Or via uvicorn directly:

```bash
uvicorn main:app --port 8080
```

> **Exposing to the internet:** If you need to make your local MCP server publicly accessible (e.g. for Claude.ai or testing from another machine), you can use [ngrok](https://ngrok.com/):
> ```bash
> ngrok http 8080 --domain=your-domain.ngrok.app
> ```
> Update `MCP_ISSUER_URL` and `GOOGLE_MCP_CALLBACK_URL` in your `.env` to match the ngrok URL.

### 5. Connect from Claude

**Claude.ai** (Pro/Max/Team/Enterprise) — go to **Customize → Connectors → Add custom connector** and paste your MCP server URL. Either format works:
- `https://your-domain.ngrok.app/mcp/`
- `https://your-domain.ngrok.app/`

First use opens your browser for Google sign-in. No tokens in config files.

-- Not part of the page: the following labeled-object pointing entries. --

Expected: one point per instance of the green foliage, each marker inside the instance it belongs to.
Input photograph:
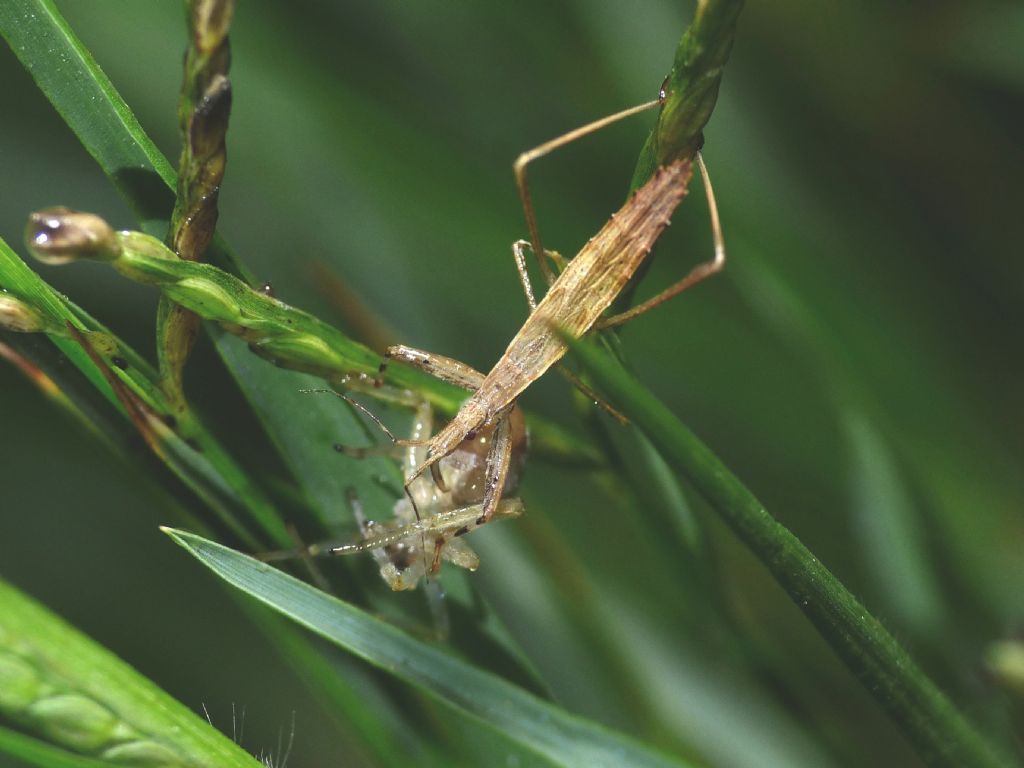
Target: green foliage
(837, 366)
(60, 685)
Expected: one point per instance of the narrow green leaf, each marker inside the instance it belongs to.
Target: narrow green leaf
(691, 88)
(90, 105)
(939, 731)
(61, 685)
(538, 725)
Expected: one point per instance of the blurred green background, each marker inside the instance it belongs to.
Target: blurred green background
(858, 365)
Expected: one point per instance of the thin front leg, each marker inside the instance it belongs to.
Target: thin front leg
(445, 369)
(539, 152)
(520, 265)
(698, 273)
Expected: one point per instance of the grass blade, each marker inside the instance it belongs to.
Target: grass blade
(58, 683)
(548, 730)
(38, 753)
(939, 731)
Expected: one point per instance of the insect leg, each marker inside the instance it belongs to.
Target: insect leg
(499, 459)
(696, 274)
(519, 167)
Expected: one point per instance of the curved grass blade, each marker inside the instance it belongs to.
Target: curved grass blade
(934, 725)
(559, 736)
(210, 471)
(59, 684)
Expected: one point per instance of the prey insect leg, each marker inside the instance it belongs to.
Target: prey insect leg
(539, 152)
(696, 274)
(520, 262)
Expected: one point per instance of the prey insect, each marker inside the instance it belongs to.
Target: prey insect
(428, 522)
(573, 305)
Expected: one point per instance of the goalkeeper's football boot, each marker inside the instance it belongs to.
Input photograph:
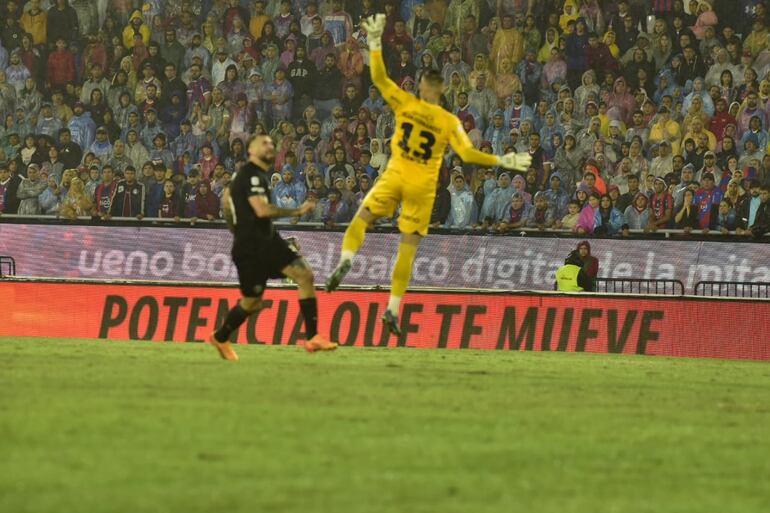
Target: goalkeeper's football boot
(391, 321)
(225, 349)
(338, 275)
(318, 343)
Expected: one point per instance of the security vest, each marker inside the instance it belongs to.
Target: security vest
(566, 278)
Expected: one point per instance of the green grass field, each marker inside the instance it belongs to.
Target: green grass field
(98, 426)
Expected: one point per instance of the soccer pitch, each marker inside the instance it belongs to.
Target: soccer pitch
(104, 426)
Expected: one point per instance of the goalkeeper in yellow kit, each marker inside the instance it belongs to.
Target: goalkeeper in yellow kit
(423, 131)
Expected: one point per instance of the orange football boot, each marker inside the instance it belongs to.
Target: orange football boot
(318, 343)
(225, 349)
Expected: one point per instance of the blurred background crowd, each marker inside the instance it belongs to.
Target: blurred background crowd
(639, 114)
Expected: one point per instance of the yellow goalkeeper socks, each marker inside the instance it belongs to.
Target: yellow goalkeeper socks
(402, 273)
(354, 238)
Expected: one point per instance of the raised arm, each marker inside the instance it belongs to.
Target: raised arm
(394, 95)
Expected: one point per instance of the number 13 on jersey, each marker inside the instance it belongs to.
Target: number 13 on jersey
(421, 149)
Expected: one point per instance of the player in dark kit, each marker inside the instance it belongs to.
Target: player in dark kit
(260, 253)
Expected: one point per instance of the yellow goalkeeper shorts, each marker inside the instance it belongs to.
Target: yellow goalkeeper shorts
(416, 202)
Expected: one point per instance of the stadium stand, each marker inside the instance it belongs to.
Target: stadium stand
(641, 116)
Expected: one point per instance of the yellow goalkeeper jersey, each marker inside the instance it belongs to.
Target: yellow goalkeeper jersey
(422, 133)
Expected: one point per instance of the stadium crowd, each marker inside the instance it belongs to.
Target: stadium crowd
(639, 114)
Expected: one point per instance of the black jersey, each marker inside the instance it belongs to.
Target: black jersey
(251, 233)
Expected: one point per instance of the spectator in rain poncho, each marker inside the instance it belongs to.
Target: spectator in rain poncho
(497, 201)
(462, 209)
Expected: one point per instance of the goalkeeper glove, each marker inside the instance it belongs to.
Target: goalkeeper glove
(374, 27)
(516, 161)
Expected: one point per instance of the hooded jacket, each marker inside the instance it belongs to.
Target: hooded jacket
(129, 32)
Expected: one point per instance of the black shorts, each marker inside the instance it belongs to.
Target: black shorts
(256, 267)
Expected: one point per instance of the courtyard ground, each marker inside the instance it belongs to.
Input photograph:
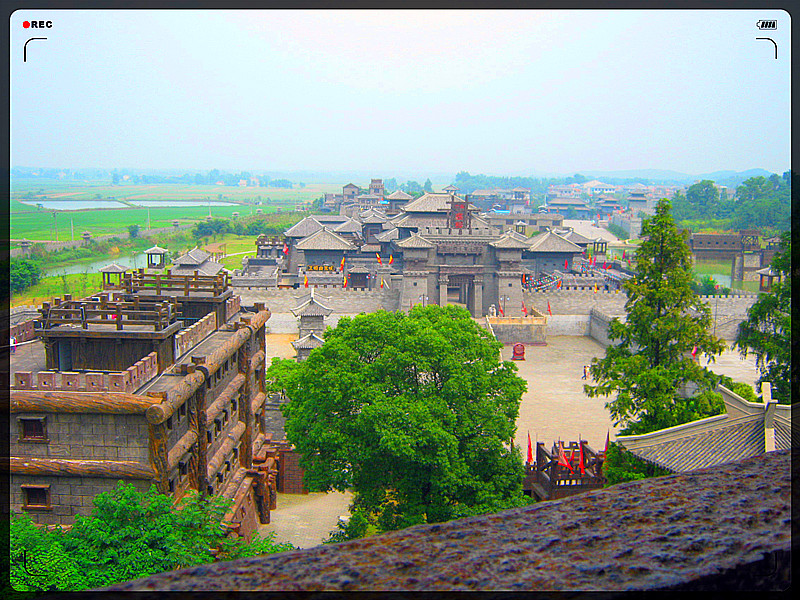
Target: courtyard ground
(554, 407)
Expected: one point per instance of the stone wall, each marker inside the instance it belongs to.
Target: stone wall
(726, 528)
(69, 496)
(85, 436)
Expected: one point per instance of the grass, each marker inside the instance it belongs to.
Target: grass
(79, 285)
(37, 224)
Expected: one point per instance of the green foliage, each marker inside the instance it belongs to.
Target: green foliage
(129, 535)
(650, 365)
(414, 412)
(618, 231)
(23, 273)
(767, 331)
(708, 286)
(759, 203)
(620, 466)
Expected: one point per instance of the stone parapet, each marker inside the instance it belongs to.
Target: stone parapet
(725, 528)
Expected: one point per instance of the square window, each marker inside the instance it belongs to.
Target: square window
(32, 430)
(36, 496)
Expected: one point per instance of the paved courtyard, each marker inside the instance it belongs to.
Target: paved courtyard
(554, 407)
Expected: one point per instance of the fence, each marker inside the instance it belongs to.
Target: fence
(191, 336)
(127, 381)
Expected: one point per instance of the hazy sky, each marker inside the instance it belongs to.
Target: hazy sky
(496, 92)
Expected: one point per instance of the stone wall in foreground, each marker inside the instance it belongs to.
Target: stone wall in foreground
(726, 528)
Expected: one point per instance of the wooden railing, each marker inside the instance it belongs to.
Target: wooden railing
(102, 311)
(170, 284)
(126, 381)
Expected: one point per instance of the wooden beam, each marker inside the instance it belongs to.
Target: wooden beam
(117, 403)
(63, 467)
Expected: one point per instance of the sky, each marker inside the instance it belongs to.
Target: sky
(498, 92)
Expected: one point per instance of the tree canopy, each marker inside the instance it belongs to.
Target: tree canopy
(767, 331)
(130, 534)
(650, 367)
(416, 413)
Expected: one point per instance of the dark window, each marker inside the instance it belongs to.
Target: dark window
(32, 430)
(36, 496)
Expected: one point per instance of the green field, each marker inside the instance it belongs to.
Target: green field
(37, 224)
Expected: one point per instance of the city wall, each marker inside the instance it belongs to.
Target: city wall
(343, 301)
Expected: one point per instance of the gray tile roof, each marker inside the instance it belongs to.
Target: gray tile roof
(324, 240)
(304, 228)
(550, 242)
(311, 308)
(349, 226)
(388, 235)
(307, 342)
(511, 240)
(727, 444)
(415, 241)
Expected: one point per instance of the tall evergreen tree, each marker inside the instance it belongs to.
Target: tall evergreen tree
(651, 368)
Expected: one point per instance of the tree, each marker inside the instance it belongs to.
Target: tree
(651, 368)
(415, 412)
(129, 535)
(767, 331)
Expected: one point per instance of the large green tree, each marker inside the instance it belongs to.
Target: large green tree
(767, 331)
(130, 534)
(416, 413)
(650, 366)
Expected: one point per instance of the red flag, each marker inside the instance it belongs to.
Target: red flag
(530, 449)
(562, 458)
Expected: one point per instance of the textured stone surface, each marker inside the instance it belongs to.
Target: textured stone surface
(708, 529)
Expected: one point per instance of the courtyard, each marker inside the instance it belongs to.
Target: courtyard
(553, 407)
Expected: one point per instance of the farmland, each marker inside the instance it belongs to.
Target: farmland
(28, 221)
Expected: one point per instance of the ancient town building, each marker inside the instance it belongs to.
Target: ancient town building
(135, 384)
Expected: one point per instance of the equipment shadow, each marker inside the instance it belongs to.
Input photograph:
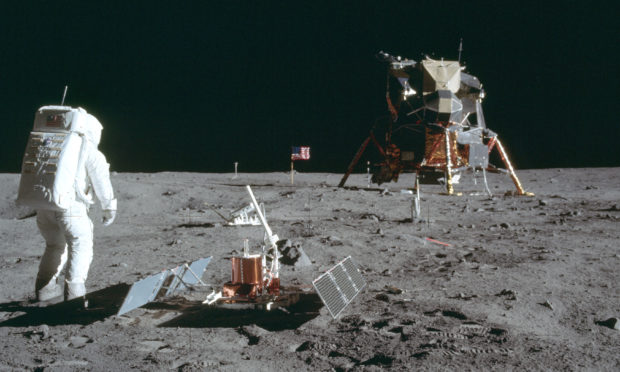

> **Advanced:** You can also connect via Claude Desktop or Claude Code by adding the server to your MCP config. See [Claude MCP docs](https://modelcontextprotocol.io/quickstart/user) for details.

---

## Project Structure

```
├── pyproject.toml           # Package definition — pip install mcp-google-oauth
├── main.py                  # Your MCP server — define tools here
├── .env.example             # Template for credentials
│
├── mcp_auth/                # Installable auth package
│   ├── __init__.py          # create_mcp_app() + MCPAuthConfig
│   ├── cli.py               # mcp-google-oauth CLI entrypoint
│   ├── database.py          # SQLAlchemy engine + session
│   ├── models.py            # OAuth token tables (auto-created)
│   ├── oauth_provider.py    # Google OAuth 2.0 provider
│   ├── middleware.py        # Path rewrite fix for mcp-remote
│   ├── routes.py            # /google/callback, /health
│   └── example_main.py     # Starter template
│
└── docs/
    └── architecture.md      # Detailed diagrams (OAuth flow, data model, security)
```

---

## Configuration

### Environment Variables

| Variable | Required | Description |
|---|---|---|
| `GOOGLE_CLIENT_ID` | Yes | From Google Cloud Console |
| `GOOGLE_CLIENT_SECRET` | Yes | From Google Cloud Console |
| `GOOGLE_MCP_CALLBACK_URL` | Yes | `https://your-domain/google/callback` |
| `MCP_ISSUER_URL` | Yes | `https://your-domain/mcp` |
| `SESSION_SECRET` | Yes | Random hex string for signing sessions |
| `ALLOWED_DOMAIN` | No | Restrict to a Google Workspace domain (e.g. `yourcompany.com`) |
| `DATABASE_URL` | No | Default: `sqlite:///./local.db` |

> **Why a database?** The database only stores OAuth access and refresh tokens. It does not store any application data. Tables are auto-created on startup. If the database is deleted, users simply re-authenticate with Google on their next request — no data is lost.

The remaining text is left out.